Matthew 23 has the clearest theme of any chapter in the New Testament: hypocrisy. The entire chapter is devoted to Jesus roasting the Pharisees over their central vise, and His words serve as a warning both to those original offenders, and also to those of us tempted to follow in their footsteps.
But what is hypocrisy? It is clear Jesus strongly condemns it… but what is it?
The Greek word Jesus uses here literally means “actor” - someone who “puts on a role” or a “false face.” Jesus is accusing the Pharisees of pretending to be someone they are not. The term is fitting - the Pharisees put on an excellent show of being pious religious people who simply wished to be holy. In reality, however, their real purpose was not to glory God, but themselves. They didn’t care about being righteous - only looking the part.
One important note before we move on - Jesus’ problem with the Pharisees isn’t that they wanted to be good. Notice in verse 2 that He says, “So you must be careful to do everything they tell you. But do not do what they do, for they do not practice what they preach.” He actually commends the Pharisees for saying all the right things. His problem is that this appearance of holiness is only skin-deep - beneath the surface, they are “white-washed tombs” who have no real love of God nor desire to be like Him. They want the recognition and respect of others that comes from being “godly,” but aren’t willing to put in the work.
If you’ve spent any time at church you have undoubtedly seen someone who fits this description. We’ve all known that condensing preacher who rails against every sin in the book… except those to which he is tempted.
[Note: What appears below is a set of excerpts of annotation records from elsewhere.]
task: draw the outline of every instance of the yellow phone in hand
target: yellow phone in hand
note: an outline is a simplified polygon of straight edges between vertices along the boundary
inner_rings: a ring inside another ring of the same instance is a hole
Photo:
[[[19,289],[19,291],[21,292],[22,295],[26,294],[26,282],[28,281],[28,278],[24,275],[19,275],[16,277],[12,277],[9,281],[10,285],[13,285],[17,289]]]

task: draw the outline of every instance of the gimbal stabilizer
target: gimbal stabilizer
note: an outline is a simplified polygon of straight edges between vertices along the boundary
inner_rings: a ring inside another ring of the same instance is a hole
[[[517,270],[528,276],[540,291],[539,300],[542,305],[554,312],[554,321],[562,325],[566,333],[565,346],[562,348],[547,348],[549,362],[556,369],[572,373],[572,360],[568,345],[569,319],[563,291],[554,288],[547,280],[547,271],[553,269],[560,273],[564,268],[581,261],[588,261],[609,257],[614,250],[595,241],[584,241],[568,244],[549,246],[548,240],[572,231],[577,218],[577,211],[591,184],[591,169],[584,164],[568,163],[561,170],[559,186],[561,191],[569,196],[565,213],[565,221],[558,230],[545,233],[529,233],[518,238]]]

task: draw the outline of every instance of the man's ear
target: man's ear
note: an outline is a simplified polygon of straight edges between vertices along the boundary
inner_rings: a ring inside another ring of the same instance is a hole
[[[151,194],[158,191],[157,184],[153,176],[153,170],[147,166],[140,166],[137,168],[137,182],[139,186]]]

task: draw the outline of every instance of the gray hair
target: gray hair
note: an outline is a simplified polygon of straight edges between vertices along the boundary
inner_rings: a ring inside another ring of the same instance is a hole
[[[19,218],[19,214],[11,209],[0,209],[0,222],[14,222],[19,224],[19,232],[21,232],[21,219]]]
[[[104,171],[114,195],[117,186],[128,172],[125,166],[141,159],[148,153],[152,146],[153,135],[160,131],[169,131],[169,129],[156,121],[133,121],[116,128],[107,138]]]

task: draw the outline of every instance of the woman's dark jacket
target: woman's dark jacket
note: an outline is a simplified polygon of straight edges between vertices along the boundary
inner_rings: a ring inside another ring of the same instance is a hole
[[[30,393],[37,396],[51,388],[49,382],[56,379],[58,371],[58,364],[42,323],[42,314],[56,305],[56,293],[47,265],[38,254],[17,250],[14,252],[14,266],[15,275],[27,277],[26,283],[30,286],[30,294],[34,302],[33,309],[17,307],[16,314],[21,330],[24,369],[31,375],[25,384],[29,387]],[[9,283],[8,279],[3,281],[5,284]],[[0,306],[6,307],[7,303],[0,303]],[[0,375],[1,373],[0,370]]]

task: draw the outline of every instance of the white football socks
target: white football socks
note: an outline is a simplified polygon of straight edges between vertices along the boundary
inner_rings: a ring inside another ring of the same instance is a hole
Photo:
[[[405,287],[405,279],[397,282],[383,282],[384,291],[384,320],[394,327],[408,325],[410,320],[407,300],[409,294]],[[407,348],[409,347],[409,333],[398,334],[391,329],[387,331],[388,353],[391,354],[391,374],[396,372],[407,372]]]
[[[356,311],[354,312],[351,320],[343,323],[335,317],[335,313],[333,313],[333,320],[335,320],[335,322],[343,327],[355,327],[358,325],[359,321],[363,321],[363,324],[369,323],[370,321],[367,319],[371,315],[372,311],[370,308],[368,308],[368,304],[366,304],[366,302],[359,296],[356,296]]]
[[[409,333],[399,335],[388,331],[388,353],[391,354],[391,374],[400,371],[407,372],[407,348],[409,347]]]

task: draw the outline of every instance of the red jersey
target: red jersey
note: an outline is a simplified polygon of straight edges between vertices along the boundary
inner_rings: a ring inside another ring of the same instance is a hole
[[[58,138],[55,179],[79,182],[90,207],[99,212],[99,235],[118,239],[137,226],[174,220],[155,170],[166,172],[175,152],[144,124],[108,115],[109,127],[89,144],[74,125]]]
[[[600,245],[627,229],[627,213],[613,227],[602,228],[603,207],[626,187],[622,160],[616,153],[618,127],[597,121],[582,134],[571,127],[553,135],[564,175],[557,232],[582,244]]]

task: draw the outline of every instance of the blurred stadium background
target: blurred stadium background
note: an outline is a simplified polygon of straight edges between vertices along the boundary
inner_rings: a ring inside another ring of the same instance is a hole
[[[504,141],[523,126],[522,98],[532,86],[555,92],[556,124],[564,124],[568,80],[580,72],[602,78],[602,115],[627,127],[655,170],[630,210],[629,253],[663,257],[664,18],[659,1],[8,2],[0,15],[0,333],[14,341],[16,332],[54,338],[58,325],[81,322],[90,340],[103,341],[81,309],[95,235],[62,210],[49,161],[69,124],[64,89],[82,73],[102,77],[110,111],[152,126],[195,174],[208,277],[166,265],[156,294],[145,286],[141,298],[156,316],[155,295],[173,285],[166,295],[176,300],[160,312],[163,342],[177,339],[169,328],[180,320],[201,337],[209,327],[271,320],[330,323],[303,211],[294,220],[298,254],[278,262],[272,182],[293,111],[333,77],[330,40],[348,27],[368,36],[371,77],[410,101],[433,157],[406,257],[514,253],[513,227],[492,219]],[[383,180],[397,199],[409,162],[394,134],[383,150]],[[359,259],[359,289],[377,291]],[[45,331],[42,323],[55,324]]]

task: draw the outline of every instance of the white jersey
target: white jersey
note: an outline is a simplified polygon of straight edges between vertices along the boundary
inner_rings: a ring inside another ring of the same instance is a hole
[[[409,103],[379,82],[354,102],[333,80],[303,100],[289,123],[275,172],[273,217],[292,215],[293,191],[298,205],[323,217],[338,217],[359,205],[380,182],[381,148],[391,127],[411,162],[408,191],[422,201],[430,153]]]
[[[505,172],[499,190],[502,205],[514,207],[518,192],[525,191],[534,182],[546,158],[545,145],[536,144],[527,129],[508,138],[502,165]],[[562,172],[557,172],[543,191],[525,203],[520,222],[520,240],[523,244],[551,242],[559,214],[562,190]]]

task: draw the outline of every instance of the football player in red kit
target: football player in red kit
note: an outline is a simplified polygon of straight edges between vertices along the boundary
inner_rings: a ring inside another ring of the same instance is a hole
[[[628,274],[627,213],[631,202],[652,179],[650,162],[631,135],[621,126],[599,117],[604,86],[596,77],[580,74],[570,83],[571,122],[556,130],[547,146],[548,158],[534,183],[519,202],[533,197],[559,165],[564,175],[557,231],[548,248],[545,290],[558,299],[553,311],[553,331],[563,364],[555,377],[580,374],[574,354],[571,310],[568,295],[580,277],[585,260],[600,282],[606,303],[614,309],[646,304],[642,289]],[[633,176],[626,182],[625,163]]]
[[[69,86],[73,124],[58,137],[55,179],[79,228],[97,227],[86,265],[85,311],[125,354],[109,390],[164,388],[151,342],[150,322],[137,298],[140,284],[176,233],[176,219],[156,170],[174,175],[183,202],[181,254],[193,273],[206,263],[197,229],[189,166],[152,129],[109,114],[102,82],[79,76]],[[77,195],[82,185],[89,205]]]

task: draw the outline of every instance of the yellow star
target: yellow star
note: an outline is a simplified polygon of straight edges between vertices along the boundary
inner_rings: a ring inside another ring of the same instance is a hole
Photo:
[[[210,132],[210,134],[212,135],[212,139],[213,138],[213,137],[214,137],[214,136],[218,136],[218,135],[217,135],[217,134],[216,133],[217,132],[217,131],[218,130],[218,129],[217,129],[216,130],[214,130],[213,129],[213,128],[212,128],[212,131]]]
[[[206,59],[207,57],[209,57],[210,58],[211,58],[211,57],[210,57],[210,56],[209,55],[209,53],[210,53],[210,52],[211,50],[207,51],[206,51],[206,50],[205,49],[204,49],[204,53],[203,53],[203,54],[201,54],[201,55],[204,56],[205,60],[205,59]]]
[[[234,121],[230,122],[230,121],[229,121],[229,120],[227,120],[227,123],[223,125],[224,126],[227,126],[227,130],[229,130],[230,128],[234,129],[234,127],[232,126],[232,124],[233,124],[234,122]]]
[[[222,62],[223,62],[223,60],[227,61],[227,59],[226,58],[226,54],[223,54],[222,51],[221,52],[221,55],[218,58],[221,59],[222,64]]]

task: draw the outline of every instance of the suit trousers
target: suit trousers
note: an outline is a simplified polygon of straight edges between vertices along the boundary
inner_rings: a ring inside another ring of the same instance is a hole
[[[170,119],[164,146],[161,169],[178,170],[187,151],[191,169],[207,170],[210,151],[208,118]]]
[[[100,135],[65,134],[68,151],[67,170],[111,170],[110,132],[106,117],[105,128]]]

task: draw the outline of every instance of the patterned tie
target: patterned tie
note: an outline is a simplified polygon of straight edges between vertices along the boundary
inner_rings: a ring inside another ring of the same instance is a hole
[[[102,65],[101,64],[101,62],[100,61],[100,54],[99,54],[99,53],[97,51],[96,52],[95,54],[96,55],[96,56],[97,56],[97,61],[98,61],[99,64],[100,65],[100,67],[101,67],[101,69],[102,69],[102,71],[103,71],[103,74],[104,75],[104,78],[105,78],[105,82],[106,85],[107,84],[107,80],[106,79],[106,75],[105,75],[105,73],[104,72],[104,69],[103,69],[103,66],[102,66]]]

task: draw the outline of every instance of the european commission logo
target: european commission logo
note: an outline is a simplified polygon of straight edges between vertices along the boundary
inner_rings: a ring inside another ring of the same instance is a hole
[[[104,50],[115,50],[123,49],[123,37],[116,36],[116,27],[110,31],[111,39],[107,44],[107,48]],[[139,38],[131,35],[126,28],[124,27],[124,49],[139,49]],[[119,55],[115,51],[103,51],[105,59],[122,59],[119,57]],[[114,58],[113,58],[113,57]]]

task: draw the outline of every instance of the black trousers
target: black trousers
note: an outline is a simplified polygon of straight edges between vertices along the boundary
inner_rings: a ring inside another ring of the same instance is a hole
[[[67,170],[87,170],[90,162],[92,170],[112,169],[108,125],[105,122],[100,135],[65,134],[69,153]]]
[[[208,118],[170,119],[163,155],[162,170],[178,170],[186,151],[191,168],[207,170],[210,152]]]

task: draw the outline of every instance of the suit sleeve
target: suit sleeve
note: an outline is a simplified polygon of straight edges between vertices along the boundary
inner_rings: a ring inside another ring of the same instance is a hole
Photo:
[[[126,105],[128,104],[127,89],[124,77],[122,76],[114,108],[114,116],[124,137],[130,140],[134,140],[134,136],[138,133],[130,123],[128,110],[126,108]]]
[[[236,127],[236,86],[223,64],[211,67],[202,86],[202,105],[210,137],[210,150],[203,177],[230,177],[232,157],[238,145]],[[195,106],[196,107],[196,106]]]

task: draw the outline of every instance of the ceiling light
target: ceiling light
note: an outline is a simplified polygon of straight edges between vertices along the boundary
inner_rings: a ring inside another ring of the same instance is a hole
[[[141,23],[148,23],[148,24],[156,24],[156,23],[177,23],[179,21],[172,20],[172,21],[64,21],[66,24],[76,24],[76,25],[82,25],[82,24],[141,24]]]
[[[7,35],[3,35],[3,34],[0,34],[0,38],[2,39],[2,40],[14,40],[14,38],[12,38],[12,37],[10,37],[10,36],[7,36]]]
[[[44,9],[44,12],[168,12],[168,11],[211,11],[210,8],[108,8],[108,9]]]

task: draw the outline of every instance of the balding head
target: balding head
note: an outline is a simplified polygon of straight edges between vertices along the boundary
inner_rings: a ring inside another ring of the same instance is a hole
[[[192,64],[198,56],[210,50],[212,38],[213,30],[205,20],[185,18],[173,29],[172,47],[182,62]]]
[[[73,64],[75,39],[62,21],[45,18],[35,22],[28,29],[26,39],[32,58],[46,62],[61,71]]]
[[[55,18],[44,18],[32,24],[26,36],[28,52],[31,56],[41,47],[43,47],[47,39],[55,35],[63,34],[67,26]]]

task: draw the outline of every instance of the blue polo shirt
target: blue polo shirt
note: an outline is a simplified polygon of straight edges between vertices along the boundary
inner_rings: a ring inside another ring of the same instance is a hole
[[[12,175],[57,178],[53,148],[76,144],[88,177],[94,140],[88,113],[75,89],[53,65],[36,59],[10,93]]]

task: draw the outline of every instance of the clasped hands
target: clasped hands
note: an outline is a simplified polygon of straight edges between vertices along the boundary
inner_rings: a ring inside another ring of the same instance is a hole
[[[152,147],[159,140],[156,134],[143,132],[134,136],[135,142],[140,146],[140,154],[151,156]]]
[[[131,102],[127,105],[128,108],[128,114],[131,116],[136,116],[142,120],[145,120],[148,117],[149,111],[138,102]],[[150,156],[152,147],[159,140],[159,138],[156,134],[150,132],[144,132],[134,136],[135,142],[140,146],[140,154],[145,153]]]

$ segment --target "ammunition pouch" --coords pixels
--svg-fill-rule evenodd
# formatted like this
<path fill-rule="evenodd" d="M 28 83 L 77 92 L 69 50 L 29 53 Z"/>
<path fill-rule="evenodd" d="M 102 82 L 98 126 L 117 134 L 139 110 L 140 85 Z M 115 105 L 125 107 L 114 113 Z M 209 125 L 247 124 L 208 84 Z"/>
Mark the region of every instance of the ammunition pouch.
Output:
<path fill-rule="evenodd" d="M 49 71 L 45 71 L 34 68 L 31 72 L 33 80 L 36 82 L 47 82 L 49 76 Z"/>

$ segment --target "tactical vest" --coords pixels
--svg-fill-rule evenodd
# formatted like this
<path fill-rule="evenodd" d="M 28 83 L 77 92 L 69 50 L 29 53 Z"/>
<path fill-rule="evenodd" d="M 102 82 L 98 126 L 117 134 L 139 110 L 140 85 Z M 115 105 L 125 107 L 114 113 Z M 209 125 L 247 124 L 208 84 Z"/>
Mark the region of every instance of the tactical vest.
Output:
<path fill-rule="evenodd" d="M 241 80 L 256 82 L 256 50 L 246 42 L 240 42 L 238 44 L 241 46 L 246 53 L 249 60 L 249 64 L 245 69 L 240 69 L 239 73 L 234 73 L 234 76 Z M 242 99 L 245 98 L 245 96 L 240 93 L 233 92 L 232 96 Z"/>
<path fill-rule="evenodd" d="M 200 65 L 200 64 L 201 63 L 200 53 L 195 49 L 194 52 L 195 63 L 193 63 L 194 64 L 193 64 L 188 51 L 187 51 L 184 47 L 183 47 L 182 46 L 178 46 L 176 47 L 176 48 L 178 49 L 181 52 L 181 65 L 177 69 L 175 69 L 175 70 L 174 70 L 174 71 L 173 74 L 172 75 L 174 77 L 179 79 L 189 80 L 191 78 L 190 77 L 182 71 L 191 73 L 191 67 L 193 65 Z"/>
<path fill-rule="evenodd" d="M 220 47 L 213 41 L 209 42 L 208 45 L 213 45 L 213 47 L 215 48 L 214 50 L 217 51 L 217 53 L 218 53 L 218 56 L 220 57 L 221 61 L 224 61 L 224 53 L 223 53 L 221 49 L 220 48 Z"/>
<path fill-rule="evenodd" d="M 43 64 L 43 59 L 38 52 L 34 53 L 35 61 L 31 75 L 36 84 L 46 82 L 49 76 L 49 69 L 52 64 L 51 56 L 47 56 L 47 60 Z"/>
We have all met the stuck-up church lady who is quick to condemn the fashion taste or language of others, but is completely obvious to her own arrogance and hatred. In fact, hypocrisy is such a problem in the church that it is regularly cited by former-Christians as a chief reason they left the church. Modern day Pharisees are just as eager to “shut the door of the kingdom of heaven in people’s faces” (v.13) as their ancient predecessors.
If we are truly honest with ourselves, and with God, we will realize that, not only have we seen that person at church, but in our own reflection. We have all BEEN that person. That admission - that I am not perfect, that I need forgiveness and do not live up to the message I preach - is difficult. So difficult, in fact, that most Pharisees in Jesus’ day and our own would rather suffer damnation than admit it. Yet, acknowledging that truth is the first step to recovering from our own hypocrisy. We should all learn to adopt the tone of Paul, who preached boldly that “Christ Jesus came into the world to save sinners—of whom I am the worst.” (1 Tim. 1:15 NIV).
Such vulnerability is not only the best cure to our hypocritical tendencies, but is also critical for our own witness in the world.